This Will Change Your Life!

July 2nd, 2010

Did you decide to read this blog because you are interested in arts and culture?  Or did you choose to read it because you know me?  Was it, perhaps, the suggestion of a changed life that enticed you?

In one episode of The Simpsons, Homer is driving home from work and he is excited because it is the day that all the new billboard advertising comes out.  As he drives, he dutifully stops at each billboard, writes down what he is ‘supposed’ to buy and drives on.  Finally, he sees a billboard advertising clown school, which he rejects as a waste of time.  Yet this is the billboard that stays on his mind until he announces that he is going to become a clown.

Billboards are an interesting form of advertising.  These signs have only a few seconds to catch our attention and make the product appealing in that short time.  Most of them seem ridiculous.  Everybody knows the drinking that beer from the vortex bottle will not make life better than if it were out of a normal bottle.  So why advertise?  How much of advertising is capitalizing on a supposed need, like the need to be liked and accepted?

 Could it be that advertisers are creating idols in our lives by telling us what we need to be happy, popular, sexy, or even educated?  In Homer’s case, he became convinced that the way to a fulfilled life was through Krusty’s Clown School.  Christian’s claim that the only way to a truly fulfilled life is through Jesus.  If a life in Christ is what we need then does being filled and guided by the Holy Spirit make us immune to advertising?  How should we respond to the ‘wants’ communicated by the billboards?  How do billboards impact your desires and wants?

1 Comment

  1. Ben says:

    Dan, how do you know drinking beer from a vortex bottle won’t make life better?

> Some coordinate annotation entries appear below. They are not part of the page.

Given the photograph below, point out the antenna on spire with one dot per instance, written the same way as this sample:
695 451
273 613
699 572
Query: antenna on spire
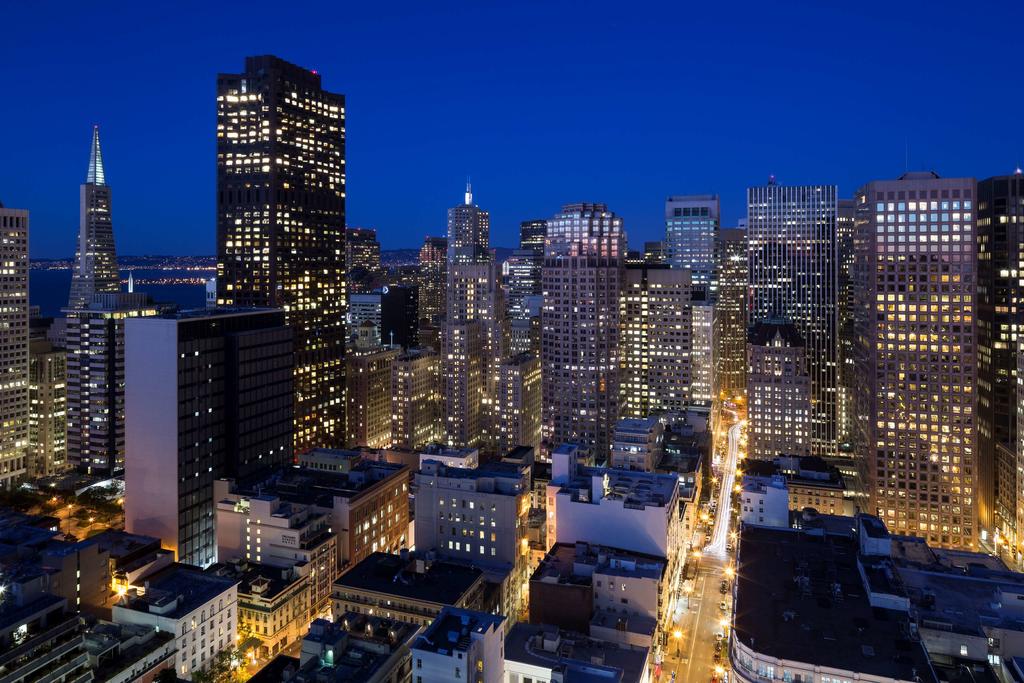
95 175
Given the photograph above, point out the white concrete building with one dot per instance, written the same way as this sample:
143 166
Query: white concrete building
200 609
638 444
267 529
765 501
461 645
633 511
541 653
452 457
702 355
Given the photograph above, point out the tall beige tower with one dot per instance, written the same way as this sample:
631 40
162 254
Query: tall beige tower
655 330
778 391
13 345
915 323
580 333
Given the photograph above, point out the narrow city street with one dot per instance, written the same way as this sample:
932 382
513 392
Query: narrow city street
720 538
706 609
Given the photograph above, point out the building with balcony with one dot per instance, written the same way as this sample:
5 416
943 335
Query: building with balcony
200 608
461 644
413 590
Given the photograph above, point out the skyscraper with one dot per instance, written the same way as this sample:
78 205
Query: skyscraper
522 281
778 391
916 403
13 345
519 402
702 350
1000 319
95 267
469 230
433 279
473 296
793 267
369 374
48 409
655 337
730 313
463 382
580 345
95 339
531 235
363 250
691 223
281 224
209 395
416 399
1019 450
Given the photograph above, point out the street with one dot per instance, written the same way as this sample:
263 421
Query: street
691 651
723 519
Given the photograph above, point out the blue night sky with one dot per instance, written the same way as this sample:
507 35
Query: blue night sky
542 102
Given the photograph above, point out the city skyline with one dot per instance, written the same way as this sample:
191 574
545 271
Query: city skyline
523 450
729 154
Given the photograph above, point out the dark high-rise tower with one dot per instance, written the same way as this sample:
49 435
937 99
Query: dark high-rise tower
95 258
1000 319
793 273
730 313
433 278
281 224
531 235
915 340
580 345
469 231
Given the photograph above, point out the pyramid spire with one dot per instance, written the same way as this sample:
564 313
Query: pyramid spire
95 175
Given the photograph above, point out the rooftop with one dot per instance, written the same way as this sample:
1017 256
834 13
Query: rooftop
958 591
501 477
634 488
439 582
454 629
801 597
312 486
255 580
802 470
122 544
355 647
637 425
177 590
583 659
767 332
576 563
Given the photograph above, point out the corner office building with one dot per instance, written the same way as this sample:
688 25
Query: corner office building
281 224
916 403
13 344
208 395
583 278
793 266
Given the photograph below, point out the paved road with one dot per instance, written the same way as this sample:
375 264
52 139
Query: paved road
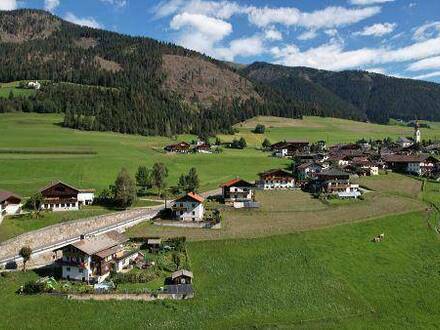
127 219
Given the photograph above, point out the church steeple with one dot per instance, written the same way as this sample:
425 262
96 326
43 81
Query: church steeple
417 133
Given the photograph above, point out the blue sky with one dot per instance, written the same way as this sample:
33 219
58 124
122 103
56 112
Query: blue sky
394 37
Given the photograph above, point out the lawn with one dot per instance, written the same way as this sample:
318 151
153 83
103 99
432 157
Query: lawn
103 155
292 211
35 149
14 226
331 130
331 278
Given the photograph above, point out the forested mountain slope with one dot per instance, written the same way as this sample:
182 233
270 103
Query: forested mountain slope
103 80
372 96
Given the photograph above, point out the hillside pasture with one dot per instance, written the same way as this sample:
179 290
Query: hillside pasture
331 130
332 278
293 211
33 139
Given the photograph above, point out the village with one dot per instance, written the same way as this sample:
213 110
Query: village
159 267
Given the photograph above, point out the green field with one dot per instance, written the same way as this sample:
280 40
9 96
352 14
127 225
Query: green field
6 88
265 268
293 211
14 226
35 149
332 278
331 130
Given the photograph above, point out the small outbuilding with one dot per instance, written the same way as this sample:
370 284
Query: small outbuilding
182 277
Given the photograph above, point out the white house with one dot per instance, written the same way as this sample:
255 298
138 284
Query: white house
10 204
239 194
34 84
59 196
277 179
189 208
92 259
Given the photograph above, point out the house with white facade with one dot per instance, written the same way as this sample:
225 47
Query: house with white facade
92 259
10 204
59 196
238 193
276 179
189 208
412 164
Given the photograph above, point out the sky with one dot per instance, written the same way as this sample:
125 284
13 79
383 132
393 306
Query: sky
395 37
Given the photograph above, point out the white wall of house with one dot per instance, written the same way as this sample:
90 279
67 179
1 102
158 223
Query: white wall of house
13 209
242 194
86 198
193 211
76 273
415 168
59 207
276 184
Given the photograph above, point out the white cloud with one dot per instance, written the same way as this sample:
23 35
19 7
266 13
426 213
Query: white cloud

You get to watch your beer swirl around into your glass and then show your friends. Now you all have something to talk about for a few moments, therefore adding (ever so slightly) to the overall excitement of the night. Sounds like life just got a little better.

    I think advertisers are addressing a condition of the human heart, not creating a condition of the human heart. I don’t know what I need to be happy, popular, sexy, and educated. I just know that I want to be happy, popular, sexy, and educated.

    On your point about the Holy Spirit, I don’t think the goal should be immunity from advertising. Jesus may have bought a vortex bottle after driving by the billboard. However, if they were out of them when he got to the liquor store, I don’t think his heart would have sank.